Japanese idol girl group

HO6LA (ホムラ; pronounced Homura), was a Japanese alternative idol girl group that formed in 2021. They released their debut single, "Pirakarira", on October 26, 2021. They disbanded on September 12, 2022.

==History==
===2021: Formation and debut with "Pirakarira"===
On April 17, 2021, Ichigo Rinahamu announced that she would be holding auditions in order to produce an idol group. Former Bis and Carry Loose member Pan Luna Leafy was revealed as the first member. On August 18, the line-up was finalised with the addition of former Piggs member Umi Hachimitsu, along with Roa Kusunoki, Wannyan Circuit DX!, Emiru and Wazurai. Their debut single, "Pirakarira", was released on October 26, 2021.
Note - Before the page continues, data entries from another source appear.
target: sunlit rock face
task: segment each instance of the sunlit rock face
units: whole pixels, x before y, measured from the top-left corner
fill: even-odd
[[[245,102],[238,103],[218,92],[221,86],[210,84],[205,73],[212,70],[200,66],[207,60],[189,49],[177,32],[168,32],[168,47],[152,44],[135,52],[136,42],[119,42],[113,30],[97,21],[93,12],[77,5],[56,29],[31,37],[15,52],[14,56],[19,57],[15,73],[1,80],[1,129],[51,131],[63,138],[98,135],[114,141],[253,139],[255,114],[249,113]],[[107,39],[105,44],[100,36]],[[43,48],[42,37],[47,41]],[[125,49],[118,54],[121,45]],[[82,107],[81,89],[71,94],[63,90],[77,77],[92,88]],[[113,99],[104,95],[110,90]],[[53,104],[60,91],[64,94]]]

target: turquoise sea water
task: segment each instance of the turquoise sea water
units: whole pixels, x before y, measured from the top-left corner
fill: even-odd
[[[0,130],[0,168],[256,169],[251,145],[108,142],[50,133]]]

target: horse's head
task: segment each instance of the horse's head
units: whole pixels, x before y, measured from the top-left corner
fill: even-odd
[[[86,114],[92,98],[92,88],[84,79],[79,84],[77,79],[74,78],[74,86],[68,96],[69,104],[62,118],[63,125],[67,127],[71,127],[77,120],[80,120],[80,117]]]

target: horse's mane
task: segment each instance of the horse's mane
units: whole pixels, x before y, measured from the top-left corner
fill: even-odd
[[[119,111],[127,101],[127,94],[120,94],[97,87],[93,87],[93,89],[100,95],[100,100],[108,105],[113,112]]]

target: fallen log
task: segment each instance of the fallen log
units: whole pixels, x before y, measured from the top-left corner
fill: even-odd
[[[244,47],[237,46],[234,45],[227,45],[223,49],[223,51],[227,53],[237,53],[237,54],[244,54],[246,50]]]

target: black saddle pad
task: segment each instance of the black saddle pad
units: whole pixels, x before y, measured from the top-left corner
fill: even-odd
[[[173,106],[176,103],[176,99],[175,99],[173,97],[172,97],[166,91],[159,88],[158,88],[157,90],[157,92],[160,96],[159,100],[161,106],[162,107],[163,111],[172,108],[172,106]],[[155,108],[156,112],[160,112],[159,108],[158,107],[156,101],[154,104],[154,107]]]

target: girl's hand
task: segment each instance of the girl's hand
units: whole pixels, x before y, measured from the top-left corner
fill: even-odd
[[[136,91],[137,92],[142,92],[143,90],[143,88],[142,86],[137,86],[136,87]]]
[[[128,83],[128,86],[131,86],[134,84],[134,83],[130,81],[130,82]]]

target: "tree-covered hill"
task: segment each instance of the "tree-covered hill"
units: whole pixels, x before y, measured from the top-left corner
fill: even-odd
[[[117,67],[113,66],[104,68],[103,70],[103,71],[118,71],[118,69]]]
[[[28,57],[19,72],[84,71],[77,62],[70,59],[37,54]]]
===2022: Sono Ichi and disbandment===
The digital single, "Boooost!!", was released on January 10, 2022, followed by "Idol Fire" on April 17. They released their first studio album, Sono Ichi, on June 15. The group disbanded on September 12 due to disagreement on the direction that the group would take.

==Former members==
- Pan Luna Leafy (パン・ルナリーフィ)
- Umi Hachimitsu (八光うみ)
- Roa Kusunoki (クスノキロア)
- Wannyan Circuit DX! (わんにゃんサーキットDX！)
- Emiru (笑瑠)
- Wazurai (わずらい)

==Discography==
===Studio albums===

| Title | Album details | Peak positions |  |
| JPN Oricon | JPN Billboard |
| Sono Ichi (其ノ壱) | Released: June 15, 2022; Label: 15Style Records; Formats: CD, digital download; | 27 | 42 |

===Singles===

Title: Year; Peak positions; Album
JPN Oricon
"Pirakarira" (ピリカリラ): 2021; 12; Sono Ichi
"Boooost!!": 2022; —
"Idol Fire": —
"—" denotes releases that did not chart or were not released in that region.